Философ нималейше не тронут был сим знаком холодности государя, для того что он ничем его не заслужил; всего же менее оскорблен он был явным к себе презрением придворной черни, которая, прочитав выражение: «позади в обозе», старалась оскорблять всячески Каллисфена, ласкаясь, что такое поведение против впадшего в немилость всевысочайше причтено быть может за всенижайшее и вернорабское усердие к произволению государя.
Между тем, Александр, в самый день своего отъезда увидев Каллисфена, совестился долго подойти к нему; наконец доброе сердце его превозмогло, и он, воображая, что философ огорчился его холодностию, хотел его успокоить.
– Я боюсь, – говорил ему государь, – отягчить тебя скорым путешествием с собою. Мы в войне обыкли к трудам, кои могли б тебя обременить. Следуй за мною так тихо, как тебе угодно.
– Государь! – отвечал ему Каллисфен, – повинуюсь твоей воле, но будь уверен, что для меня совершенно равно, ехать с тобою или позади, если мое присутствие не более тебе полезно, как мое отсутствие.
Сии слова произнес Каллисфен с такою кротостию, с таким простосердечием, что сам Александр и все предстоящие никак не могли их приписать негодованию философа, но видели в них одно искреннее его усердие быть полезным государю. Леонад приметил, что Александр вдруг сильно возмутился, и для того нужно ему было рассеять тотчас сие смущение и не допустить сердце государя обратиться на добродетельное чувство. Он подал знак остающимся военачальникам испрашивать от Александра повеления; а между тем, подвезли колесницу, в которую Леонад нечувствительно посадил государя и увез его гораздо скорее, нежели он уехать думал.

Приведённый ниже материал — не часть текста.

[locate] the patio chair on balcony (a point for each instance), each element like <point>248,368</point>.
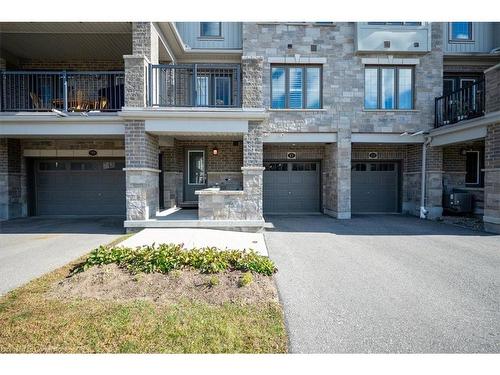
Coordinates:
<point>35,101</point>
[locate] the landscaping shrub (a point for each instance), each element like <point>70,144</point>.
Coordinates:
<point>168,257</point>
<point>245,279</point>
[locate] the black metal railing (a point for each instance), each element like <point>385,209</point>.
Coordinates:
<point>460,105</point>
<point>195,85</point>
<point>64,91</point>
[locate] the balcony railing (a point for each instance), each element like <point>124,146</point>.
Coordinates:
<point>65,91</point>
<point>460,105</point>
<point>195,85</point>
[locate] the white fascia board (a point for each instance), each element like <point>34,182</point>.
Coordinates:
<point>299,137</point>
<point>194,113</point>
<point>195,125</point>
<point>462,135</point>
<point>385,138</point>
<point>61,128</point>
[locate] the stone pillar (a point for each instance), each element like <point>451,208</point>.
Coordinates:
<point>142,173</point>
<point>144,51</point>
<point>337,177</point>
<point>252,72</point>
<point>491,216</point>
<point>412,179</point>
<point>253,171</point>
<point>434,182</point>
<point>13,191</point>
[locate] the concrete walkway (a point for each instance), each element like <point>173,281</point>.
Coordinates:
<point>386,284</point>
<point>194,237</point>
<point>31,247</point>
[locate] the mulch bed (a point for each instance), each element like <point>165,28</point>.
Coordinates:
<point>111,282</point>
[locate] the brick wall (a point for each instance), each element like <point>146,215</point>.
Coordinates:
<point>492,77</point>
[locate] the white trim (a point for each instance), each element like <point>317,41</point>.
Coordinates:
<point>137,169</point>
<point>205,113</point>
<point>196,125</point>
<point>385,138</point>
<point>389,60</point>
<point>297,59</point>
<point>204,168</point>
<point>299,137</point>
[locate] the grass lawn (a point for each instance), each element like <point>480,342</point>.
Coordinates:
<point>31,322</point>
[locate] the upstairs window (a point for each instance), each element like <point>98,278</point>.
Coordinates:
<point>210,29</point>
<point>296,87</point>
<point>461,31</point>
<point>389,87</point>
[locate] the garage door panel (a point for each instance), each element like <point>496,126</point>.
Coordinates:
<point>292,190</point>
<point>374,187</point>
<point>88,191</point>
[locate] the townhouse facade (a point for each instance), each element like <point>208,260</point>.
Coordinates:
<point>231,121</point>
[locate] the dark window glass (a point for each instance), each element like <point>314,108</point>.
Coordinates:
<point>210,28</point>
<point>52,166</point>
<point>461,30</point>
<point>389,87</point>
<point>472,167</point>
<point>113,165</point>
<point>83,166</point>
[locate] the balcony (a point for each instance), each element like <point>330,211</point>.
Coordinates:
<point>460,105</point>
<point>37,91</point>
<point>195,85</point>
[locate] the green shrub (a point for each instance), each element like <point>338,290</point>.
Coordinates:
<point>213,281</point>
<point>165,258</point>
<point>245,279</point>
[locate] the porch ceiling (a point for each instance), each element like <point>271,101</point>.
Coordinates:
<point>65,40</point>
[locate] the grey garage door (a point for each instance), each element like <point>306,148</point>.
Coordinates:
<point>80,187</point>
<point>374,187</point>
<point>291,187</point>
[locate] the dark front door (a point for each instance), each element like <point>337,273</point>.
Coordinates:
<point>195,177</point>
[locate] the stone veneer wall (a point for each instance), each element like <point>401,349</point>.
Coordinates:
<point>226,165</point>
<point>13,191</point>
<point>492,179</point>
<point>141,161</point>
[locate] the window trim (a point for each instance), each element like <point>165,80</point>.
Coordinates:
<point>468,40</point>
<point>219,36</point>
<point>304,67</point>
<point>396,87</point>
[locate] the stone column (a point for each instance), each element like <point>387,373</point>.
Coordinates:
<point>13,197</point>
<point>142,173</point>
<point>491,216</point>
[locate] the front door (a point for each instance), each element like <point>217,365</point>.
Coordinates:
<point>195,177</point>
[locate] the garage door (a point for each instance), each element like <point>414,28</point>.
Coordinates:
<point>374,187</point>
<point>291,187</point>
<point>80,187</point>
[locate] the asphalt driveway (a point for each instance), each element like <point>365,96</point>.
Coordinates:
<point>386,284</point>
<point>31,247</point>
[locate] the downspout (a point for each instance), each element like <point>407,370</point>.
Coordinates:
<point>423,210</point>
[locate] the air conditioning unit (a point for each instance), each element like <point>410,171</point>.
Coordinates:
<point>458,202</point>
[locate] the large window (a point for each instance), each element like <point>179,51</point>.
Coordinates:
<point>210,29</point>
<point>389,87</point>
<point>461,31</point>
<point>296,87</point>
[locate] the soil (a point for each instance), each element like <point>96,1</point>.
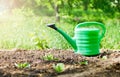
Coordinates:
<point>96,67</point>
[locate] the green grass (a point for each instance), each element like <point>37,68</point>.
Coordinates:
<point>30,32</point>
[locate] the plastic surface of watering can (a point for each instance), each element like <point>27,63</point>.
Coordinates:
<point>86,41</point>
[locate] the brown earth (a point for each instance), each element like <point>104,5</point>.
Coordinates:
<point>96,67</point>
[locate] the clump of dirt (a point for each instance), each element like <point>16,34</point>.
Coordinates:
<point>107,64</point>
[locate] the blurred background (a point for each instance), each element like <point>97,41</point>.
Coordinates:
<point>23,22</point>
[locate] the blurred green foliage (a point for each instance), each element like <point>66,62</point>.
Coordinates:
<point>23,24</point>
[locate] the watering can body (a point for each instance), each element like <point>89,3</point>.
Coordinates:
<point>86,41</point>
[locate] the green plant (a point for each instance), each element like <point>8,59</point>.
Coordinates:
<point>85,62</point>
<point>104,57</point>
<point>49,57</point>
<point>22,65</point>
<point>60,67</point>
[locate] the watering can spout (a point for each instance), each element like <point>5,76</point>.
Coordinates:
<point>66,36</point>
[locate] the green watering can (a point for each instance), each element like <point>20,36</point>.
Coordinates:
<point>86,41</point>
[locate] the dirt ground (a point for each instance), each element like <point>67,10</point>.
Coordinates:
<point>107,64</point>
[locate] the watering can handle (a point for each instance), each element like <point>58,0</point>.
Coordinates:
<point>93,23</point>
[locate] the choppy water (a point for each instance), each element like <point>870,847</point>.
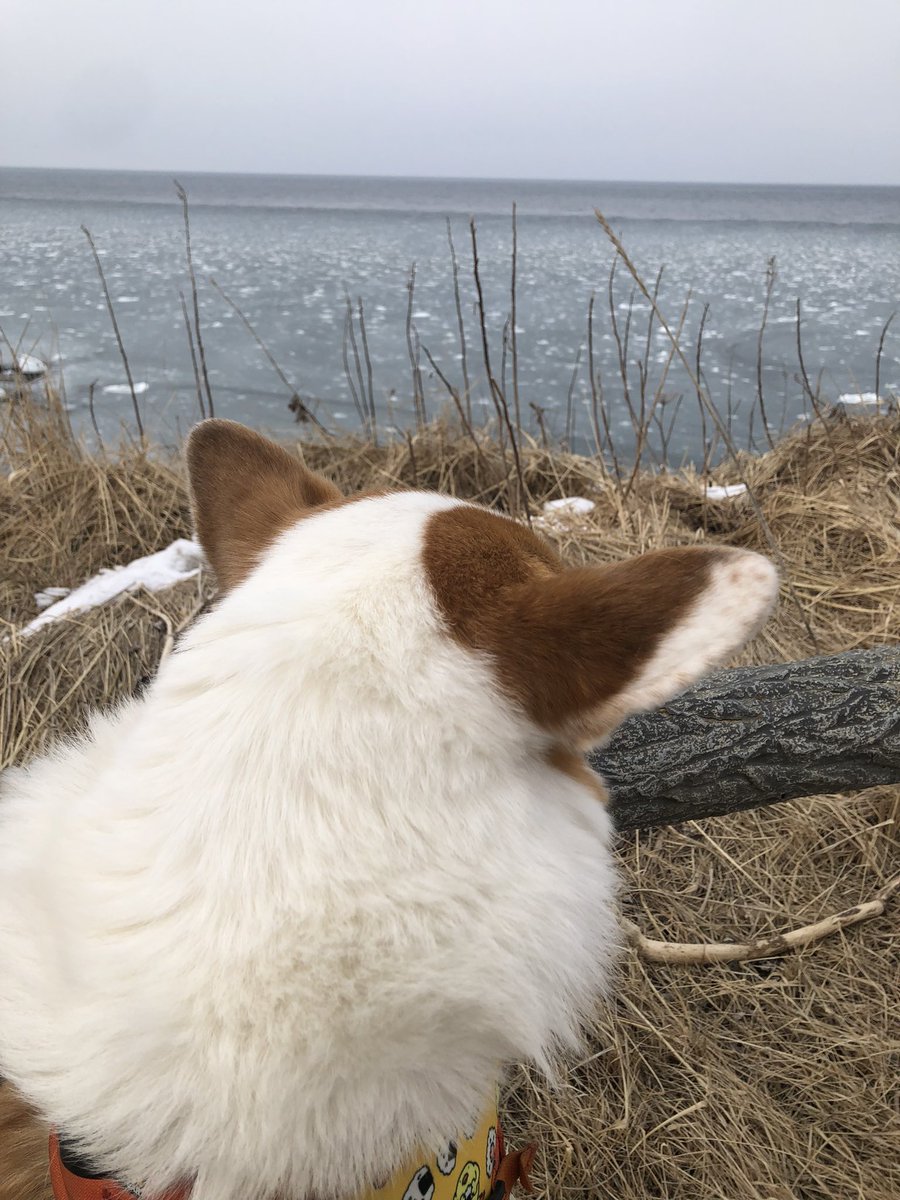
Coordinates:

Каллисфен, как ненужный государю человек, отправился, по его повелению, в обозе с ненужными вещами. Скотаз, начальник обоза, был из тех придворных тварей, коих поведение пред знатными весьма подло, но пред теми, коих он не боялся и в ком не искал, весьма грубо; словом, человек был низкий и глуп до невероятности; верблюды, лошади, ослы составляли существо душевных его чувств. Говоря об них, вдруг приходил он в пресмешной восторг, но ни о чем уже другом слова молвить не умел. С Каллисфеном обошелся он так невежливо, как от Скотаза ожидать токмо можно.

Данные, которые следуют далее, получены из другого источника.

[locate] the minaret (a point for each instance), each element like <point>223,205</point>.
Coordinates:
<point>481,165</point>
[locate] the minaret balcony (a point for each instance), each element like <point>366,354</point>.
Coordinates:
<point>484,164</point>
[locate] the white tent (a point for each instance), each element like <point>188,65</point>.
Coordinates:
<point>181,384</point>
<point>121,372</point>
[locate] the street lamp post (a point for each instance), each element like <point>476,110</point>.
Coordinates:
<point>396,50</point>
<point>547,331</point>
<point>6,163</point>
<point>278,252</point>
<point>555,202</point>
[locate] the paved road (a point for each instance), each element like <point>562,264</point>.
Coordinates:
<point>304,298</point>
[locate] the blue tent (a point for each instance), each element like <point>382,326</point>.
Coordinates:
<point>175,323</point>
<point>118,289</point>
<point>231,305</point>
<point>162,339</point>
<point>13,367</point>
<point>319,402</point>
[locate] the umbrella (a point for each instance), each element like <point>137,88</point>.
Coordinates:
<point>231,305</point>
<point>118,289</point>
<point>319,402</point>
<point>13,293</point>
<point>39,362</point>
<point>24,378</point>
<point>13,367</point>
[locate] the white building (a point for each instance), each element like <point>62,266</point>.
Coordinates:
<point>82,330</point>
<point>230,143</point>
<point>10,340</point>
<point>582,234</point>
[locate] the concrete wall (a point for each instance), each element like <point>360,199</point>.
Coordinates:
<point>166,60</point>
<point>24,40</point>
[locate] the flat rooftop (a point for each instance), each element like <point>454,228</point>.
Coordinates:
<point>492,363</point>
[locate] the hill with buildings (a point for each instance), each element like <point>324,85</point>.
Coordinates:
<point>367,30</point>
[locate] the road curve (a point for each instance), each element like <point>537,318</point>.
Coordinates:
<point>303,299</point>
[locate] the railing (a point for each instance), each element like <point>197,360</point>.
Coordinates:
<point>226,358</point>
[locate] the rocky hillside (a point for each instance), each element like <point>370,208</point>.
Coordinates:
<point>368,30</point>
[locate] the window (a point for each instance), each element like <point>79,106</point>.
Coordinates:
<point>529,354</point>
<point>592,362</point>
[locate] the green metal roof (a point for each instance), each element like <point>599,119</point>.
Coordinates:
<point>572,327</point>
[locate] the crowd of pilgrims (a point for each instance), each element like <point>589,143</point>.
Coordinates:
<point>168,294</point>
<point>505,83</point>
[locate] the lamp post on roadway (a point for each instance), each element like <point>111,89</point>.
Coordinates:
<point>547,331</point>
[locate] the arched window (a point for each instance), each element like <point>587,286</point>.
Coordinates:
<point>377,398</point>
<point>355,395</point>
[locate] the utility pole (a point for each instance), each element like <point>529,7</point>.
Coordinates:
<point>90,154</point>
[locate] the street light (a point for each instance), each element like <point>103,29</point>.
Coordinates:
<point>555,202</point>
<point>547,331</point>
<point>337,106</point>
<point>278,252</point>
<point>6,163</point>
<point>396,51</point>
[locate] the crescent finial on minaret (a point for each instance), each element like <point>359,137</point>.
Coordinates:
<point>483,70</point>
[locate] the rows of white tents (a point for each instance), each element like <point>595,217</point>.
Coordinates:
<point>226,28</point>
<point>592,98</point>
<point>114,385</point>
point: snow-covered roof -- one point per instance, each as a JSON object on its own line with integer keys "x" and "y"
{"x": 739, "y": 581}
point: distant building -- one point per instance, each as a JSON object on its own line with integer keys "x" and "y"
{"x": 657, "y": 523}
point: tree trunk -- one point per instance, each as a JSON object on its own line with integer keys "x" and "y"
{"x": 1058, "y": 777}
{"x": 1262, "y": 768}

– Зачем, старик, тащишься с нами? – говорил он с презрением философу. – Здесь и без тебя грузно. Я слышал, что ты философ; дай-ка посмотреть на себя. Мы их при конюшне не видывали; я чаю, полно, есть ли они и при дворце.
– Я никого не видал! – отвечал Каллисфен. – Видно, что двор не их жилище.
– У двора, – говорил Скотаз важным голосом, – надобно ум, да и ум не твоему чета. Мы тут сами около тридцати лет шатаемся, но того и смотришь, что в беду попадешь.
– Я не в беде, – говорил Каллисфен.
– Да что ж ты не при лице? – спросил его Скотаз. – Ты хочешь меня уверить, что царских любимцев в обоз отсылают; нет, старик, коль ты отдан на мои руки, так, видно, мода с тебя спала. Ты, я чаю, болтаньем своим досадил многим господам. Я и сам, – примолвил Скотаз, вздыхая, – я и сам за царских ослов страдал не однажды.
В дороге начинал он с философом говорить о лошадях и верблюдах, но, увидя, что философ в сем деле ничего не разумел, возымел он к нему глубочайшее презрение, а потому и учредил с ним свое поведение: из колесницы, в которую сперва посажен был Каллисфен, высадил он его в телегу. Не было пригорка, на который бы не заставил он всходить пешком Каллисфена.